Oh, there are patterns in LISP as well, such as this one:

))))))))))))))))))))))))))


Yeah, OO design patterns are typically not relevant in functional languages, but functional languages have their own share of patterns.


I agree. Let's imagine writing a compiler without the visitor pattern. In fact, hey, let's go a step further and build one in a functional language. I'd be willing to put money down that the strategy that would evolve for say, code generation, would look a hell of a lot like - wait for it - the visitor pattern.

To your point, OO & design patterns aren't necessarily intertwined.


The double-indirection of the visitor pattern is unnecessary in a language with pattern matching. I mean sure, it's just syntax, just sugar - but readability is important. As the saying goes, a design pattern is a structured way of working around a language deficiency.


I agree, but I'd argue that double-indirection isn't really a defining characteristic of the visitor pattern.

In fact, I'd argue that the visitor pattern is really one of the most "functional" patterns there is.


From what they taught me at software engineering 101, double dispatch is exactly the point of the visitor pattern. If your instance of Visitor lacks double dispatch, that means it's just a very complicated way of performing external iteration on Composites.
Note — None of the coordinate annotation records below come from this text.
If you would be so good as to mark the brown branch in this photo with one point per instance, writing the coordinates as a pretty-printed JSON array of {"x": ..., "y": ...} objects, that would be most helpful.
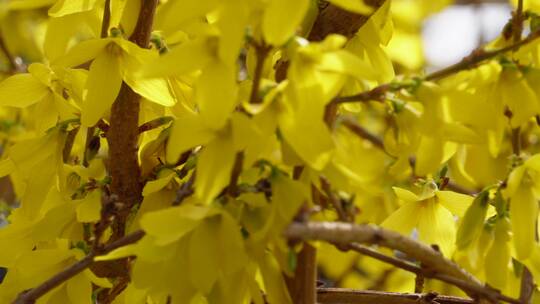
[
  {"x": 30, "y": 296},
  {"x": 361, "y": 132},
  {"x": 302, "y": 286},
  {"x": 476, "y": 57},
  {"x": 155, "y": 123},
  {"x": 352, "y": 296},
  {"x": 123, "y": 133},
  {"x": 419, "y": 271},
  {"x": 330, "y": 20},
  {"x": 345, "y": 234}
]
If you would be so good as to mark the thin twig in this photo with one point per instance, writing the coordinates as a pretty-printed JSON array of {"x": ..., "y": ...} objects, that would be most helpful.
[
  {"x": 419, "y": 271},
  {"x": 155, "y": 123},
  {"x": 345, "y": 234},
  {"x": 477, "y": 56},
  {"x": 30, "y": 296},
  {"x": 353, "y": 296}
]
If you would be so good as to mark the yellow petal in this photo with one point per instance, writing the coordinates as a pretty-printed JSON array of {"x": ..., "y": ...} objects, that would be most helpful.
[
  {"x": 204, "y": 256},
  {"x": 215, "y": 93},
  {"x": 498, "y": 257},
  {"x": 306, "y": 132},
  {"x": 171, "y": 224},
  {"x": 436, "y": 225},
  {"x": 26, "y": 4},
  {"x": 405, "y": 195},
  {"x": 66, "y": 7},
  {"x": 103, "y": 84},
  {"x": 21, "y": 90},
  {"x": 457, "y": 203},
  {"x": 281, "y": 19},
  {"x": 214, "y": 168},
  {"x": 158, "y": 184},
  {"x": 82, "y": 52},
  {"x": 404, "y": 219},
  {"x": 276, "y": 289},
  {"x": 187, "y": 131},
  {"x": 59, "y": 33},
  {"x": 288, "y": 195},
  {"x": 523, "y": 216},
  {"x": 153, "y": 89},
  {"x": 473, "y": 221},
  {"x": 429, "y": 155},
  {"x": 355, "y": 6}
]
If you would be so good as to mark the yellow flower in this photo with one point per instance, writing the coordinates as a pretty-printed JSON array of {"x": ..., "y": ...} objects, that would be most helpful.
[
  {"x": 431, "y": 213},
  {"x": 113, "y": 60}
]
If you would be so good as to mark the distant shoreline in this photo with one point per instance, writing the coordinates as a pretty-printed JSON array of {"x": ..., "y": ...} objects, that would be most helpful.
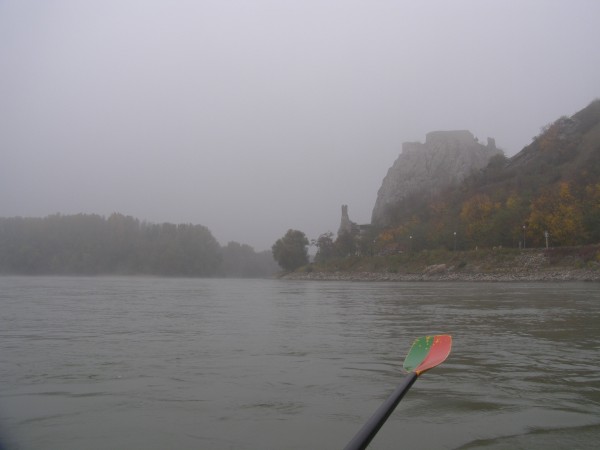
[
  {"x": 549, "y": 275},
  {"x": 491, "y": 266}
]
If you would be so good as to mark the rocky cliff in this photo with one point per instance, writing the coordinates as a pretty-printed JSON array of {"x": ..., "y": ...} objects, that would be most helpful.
[{"x": 446, "y": 158}]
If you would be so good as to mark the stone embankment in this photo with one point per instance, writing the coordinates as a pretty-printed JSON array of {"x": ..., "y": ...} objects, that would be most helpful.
[
  {"x": 557, "y": 275},
  {"x": 528, "y": 267}
]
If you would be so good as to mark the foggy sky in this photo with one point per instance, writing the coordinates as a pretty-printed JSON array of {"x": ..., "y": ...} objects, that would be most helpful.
[{"x": 252, "y": 117}]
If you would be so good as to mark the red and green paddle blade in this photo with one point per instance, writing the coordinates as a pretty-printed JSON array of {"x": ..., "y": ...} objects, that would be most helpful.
[{"x": 427, "y": 352}]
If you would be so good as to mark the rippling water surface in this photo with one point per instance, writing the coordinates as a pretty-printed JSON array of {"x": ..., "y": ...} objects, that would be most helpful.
[{"x": 149, "y": 363}]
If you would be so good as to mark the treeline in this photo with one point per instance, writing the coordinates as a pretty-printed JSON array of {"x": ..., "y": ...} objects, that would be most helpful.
[{"x": 93, "y": 245}]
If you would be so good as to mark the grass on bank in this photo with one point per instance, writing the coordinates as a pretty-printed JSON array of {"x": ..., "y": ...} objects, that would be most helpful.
[{"x": 481, "y": 260}]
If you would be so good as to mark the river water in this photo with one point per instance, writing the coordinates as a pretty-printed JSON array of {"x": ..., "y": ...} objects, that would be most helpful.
[{"x": 153, "y": 363}]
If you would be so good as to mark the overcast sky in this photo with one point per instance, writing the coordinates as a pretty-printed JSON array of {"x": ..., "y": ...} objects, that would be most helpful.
[{"x": 253, "y": 117}]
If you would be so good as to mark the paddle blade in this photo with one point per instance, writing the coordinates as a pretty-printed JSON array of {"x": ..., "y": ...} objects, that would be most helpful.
[{"x": 427, "y": 352}]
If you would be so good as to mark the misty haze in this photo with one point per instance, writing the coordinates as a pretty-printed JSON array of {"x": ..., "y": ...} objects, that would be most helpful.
[
  {"x": 223, "y": 224},
  {"x": 251, "y": 118}
]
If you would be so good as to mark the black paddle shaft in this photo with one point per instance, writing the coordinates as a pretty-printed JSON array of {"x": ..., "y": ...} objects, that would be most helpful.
[{"x": 370, "y": 429}]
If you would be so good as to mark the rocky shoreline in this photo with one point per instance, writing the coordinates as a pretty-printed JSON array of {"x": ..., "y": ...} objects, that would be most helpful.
[{"x": 501, "y": 276}]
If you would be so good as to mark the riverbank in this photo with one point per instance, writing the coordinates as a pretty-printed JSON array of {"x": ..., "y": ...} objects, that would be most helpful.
[{"x": 531, "y": 265}]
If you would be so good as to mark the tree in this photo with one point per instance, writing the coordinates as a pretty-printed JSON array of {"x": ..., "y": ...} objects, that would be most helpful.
[{"x": 291, "y": 251}]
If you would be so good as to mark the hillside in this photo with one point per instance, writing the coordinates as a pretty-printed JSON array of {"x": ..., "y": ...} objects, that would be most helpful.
[
  {"x": 552, "y": 185},
  {"x": 445, "y": 159}
]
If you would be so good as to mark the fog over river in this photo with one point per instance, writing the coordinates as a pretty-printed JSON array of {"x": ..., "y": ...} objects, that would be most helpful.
[{"x": 155, "y": 363}]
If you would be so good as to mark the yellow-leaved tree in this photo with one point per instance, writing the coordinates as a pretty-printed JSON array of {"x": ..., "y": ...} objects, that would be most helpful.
[{"x": 560, "y": 213}]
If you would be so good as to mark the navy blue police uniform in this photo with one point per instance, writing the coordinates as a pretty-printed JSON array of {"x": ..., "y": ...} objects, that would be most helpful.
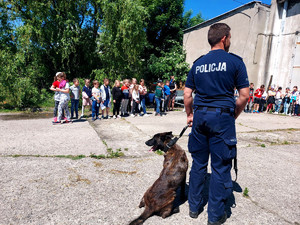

Quite. It should be obvious how to implement it using std::function and lambdas in C++, for example. Having a bunch of polymorphic classes is an ugly implementation detail, not the essence of the pattern.


Actually, the visitor pattern (in Java) is significantly harder to use than pattern matching. Visitors break variable scoping. You have to manually add a lot of classes and instance variables to get the equivalent behavior of a pattern matching tree. Then you have the pain of having to jump around N classes to track what the code is doing.

You are better off by just adding an enum to each node and switch + cast.


> A design pattern demonstrates a solution to a common programming problem!

That's true, but the recipe style presentation and implementation of design patterns demonstrates a common problem with programming languages -- lacking sufficient expressiveness to implement a general solution as reusable library code.

However, there is nothing really special about OOP here except that the industrial popular languages at the time when documenting "design patterns" (using that name), including implementation recipes, as a solution for recurring problems to which library code wasn't an adequate solution happen to be statically-typed, class-oriented, OO languages.

Somewhat similar things existed prior to OO dominance, though the adoption of the "design pattern" term and some of the structure of typical description from architecture hadn't happened yet.


> Is this article a joke?

For the most part, yeah—hence why it was given as a keynote an an OOP conference.

Or to look at it another way—this was a critique from a practitioner of OOP, speaking to other practitioners of OOP, not a critique from someone outside looking in.


That part of the article is where I stopped reading.